NOTES TO CONDENSED CONSOLIDATED FINANCIAL STATEMENTS
MARCH 31, 2022
(UNAUDITED)
NOTE 1 –
BASIS OF PRESENTATION AND SIGNIFICANT ACCOUNTING POLICIES
We have presented the condensed consolidated financial statements of BWX Technologies, Inc. ("BWXT" or the "Company") in U.S. dollars in accordance with the interim reporting requirements of Form 10-Q, Rule 10-01 of Regulation S-X and accounting principles generally accepted in the United States ("GAAP"). Certain financial information and disclosures normally included in our financial statements prepared annually in accordance with GAAP have been condensed or omitted. Readers of these financial statements should, therefore, refer to the consolidated financial statements and notes in our annual report on Form 10-K for the year ended December 31, 2021 (our "2021 10-K"). We have included all adjustments, in the opinion of management, consisting only of normal recurring adjustments, necessary for a fair presentation.
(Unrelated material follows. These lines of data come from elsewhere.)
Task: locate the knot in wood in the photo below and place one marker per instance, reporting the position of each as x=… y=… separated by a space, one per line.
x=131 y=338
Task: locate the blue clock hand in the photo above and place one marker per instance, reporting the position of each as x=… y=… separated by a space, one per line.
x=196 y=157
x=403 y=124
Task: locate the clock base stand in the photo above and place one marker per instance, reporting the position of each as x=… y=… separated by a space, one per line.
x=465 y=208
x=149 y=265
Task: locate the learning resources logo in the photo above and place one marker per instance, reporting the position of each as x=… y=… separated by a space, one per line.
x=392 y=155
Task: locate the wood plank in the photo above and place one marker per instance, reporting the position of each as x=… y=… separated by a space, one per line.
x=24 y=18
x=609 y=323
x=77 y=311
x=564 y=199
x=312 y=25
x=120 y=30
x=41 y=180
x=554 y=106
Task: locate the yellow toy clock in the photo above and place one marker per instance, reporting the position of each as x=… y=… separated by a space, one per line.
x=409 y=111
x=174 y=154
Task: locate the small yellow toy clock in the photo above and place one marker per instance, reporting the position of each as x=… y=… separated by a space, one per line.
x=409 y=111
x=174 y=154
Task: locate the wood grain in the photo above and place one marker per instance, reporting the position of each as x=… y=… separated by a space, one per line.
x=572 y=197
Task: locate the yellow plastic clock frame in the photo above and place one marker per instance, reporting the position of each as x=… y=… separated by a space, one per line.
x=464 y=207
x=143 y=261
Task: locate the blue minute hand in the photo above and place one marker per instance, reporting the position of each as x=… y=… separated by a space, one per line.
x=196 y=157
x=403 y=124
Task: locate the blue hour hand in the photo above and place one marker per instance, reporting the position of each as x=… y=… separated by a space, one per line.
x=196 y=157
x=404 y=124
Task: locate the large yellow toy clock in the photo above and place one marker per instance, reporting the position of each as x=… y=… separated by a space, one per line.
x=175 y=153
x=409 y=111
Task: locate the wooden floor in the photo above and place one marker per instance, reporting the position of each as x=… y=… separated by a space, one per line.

We use the equity method to account for investments in entities that we do not control, but over which we have the ability to exercise significant influence. We generally refer to these entities as "joint ventures." We have eliminated all intercompany transactions and accounts. We present the notes to our condensed consolidated financial statements on the basis of continuing operations, unless otherwise stated.
Unless the context otherwise indicates, "we," "us" and "our" mean BWXT and its consolidated subsidiaries.
Reportable Segments
We operate in
two
reportable segments: Government Operations and Commercial Operations. Our reportable segments reflect changes we made during the first quarter of 2022 to better align our businesses by their government and commercial nature, which reflects the manner in which our operating segment information is reported for purposes of assessing operating performance and allocating resources. Prior to 2022, we reported
three
segments: Nuclear Operations Group, Nuclear Power Group and Nuclear Services Group.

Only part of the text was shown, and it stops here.